Deliberately taking a slow, deep breath, holding it, and then letting it out slowly activates the parasympathetic nervous system, responsible for controlling how the body rests and digests, Spiegel said. Heart rate slows, blood pressure drops, digestion is improved and the mind begins to wind down and relax.
Contrast that to a sharp inhale of breath, which you might take when you’re afraid or in danger. That triggers the sympathetic nervous system, responsible for getting us ready to fight or flee.
“The brake works more healthfully than the accelerator here,” Spiegel said. “By slowing your heart when you do this cyclic sighing you’re immediately soothing yourself in a rather rapid way.”
“We believe breathing is a pathway into mind-body control,” he added. “It’s part of the autonomic system like digestion and your heartbeat, but unlike those body functions, you can easily regulate breathing.”

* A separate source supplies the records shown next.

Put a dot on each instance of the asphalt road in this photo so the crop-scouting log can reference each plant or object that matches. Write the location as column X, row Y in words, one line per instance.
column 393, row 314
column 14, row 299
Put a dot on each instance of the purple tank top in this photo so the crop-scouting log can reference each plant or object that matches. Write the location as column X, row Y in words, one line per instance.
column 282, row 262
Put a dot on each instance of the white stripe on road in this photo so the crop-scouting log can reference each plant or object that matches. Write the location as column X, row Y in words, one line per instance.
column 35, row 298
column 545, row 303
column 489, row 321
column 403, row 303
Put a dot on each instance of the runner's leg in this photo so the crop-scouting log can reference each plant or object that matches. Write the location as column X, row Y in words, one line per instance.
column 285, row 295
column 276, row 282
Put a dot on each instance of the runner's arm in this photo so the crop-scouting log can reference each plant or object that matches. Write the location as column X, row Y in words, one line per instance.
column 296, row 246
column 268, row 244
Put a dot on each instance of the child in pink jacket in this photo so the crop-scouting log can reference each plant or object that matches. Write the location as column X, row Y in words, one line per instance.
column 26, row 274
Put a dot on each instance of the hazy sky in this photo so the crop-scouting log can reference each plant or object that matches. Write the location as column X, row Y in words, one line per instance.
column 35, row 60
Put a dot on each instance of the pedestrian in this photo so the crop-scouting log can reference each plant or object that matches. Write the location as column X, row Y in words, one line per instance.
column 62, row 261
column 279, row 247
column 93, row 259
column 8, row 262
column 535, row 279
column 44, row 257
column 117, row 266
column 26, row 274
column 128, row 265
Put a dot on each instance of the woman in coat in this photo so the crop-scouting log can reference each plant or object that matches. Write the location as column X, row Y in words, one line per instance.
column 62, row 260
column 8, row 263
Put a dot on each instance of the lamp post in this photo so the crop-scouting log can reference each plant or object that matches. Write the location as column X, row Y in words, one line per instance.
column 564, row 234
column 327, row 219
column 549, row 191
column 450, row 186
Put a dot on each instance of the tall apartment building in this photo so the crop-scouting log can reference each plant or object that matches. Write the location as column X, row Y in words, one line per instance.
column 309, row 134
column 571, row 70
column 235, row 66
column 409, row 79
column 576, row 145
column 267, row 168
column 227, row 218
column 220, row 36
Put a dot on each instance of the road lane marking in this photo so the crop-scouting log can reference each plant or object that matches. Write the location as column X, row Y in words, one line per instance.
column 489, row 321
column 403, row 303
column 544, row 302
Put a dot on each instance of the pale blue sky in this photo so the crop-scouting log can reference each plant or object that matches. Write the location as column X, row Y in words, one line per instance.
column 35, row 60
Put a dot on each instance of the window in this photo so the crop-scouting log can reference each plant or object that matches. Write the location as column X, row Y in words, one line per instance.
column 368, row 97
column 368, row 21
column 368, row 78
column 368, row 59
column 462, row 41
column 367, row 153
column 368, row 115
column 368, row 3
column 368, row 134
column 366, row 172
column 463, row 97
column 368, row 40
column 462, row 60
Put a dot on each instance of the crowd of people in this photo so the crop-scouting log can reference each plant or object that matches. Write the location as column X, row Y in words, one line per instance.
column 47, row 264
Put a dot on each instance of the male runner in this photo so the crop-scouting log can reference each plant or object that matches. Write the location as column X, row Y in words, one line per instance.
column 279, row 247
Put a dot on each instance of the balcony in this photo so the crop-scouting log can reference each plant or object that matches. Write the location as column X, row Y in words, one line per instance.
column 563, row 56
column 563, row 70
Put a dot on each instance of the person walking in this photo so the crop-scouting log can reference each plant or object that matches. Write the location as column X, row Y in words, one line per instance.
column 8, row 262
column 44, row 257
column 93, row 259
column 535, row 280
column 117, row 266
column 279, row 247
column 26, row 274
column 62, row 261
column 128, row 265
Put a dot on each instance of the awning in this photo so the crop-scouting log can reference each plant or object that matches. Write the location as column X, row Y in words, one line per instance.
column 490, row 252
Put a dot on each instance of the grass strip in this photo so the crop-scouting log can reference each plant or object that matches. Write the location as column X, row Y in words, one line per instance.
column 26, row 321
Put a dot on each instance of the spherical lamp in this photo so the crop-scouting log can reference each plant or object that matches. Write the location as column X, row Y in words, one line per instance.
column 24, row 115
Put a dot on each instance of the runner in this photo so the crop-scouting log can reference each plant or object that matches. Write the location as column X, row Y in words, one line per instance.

This isn’t the first study on the topic. Researchers have been busy trying out different methods to see which calms the body the quickest, longest, or most deeply, and which gives the most health benefits.
Many breathing methods are borrowed from ancient yoga, martial arts and meditation practices. For example, the 4-7-8 method, in which you breathe in while counting to four counts, hold the breath for seven counts and exhale while counting to eight, is based on pranayama, an ancient form of breath regulation practiced in Hinduism and Buddhism.
There are all sorts of variations: The 4-4 method, in which you breathe in and out for a count of four; the 6-6 method, in which you breathe in and out to the count of six; alternate nostril breathing and many more.
Diaphragmatic breathing, also known as belly breathing, has been practiced for millennia by practitioners of tai chi and yoga. It requires the breath to be inhaled so deeply that it fills the abdomen — you can tell if you’re doing it right by watching your stomach rise and fall.
A 2020 meta-analysis found diaphragmatic breathing is especially beneficial for patients with chronic obstructive pulmonary disease (COPD), and might be helpful in reducing stress and anxiety and treating constipation, eating disorders, high blood pressure and migraines.
You don’t have to sigh or breathe loudly to get the benefits of any forms of breathing, Ackrill said.
“These don’t need to be audible sighs, you can just change the rate quietly,” she said. “And you just might get the people around you to slow down their breathing as well.”
So go ahead. Take a deep breath and let it out in a huge, long, slow sigh. And if anyone does ask what’s wrong, you can smile and say, “Absolutely nothing! I’m just releasing my stress.”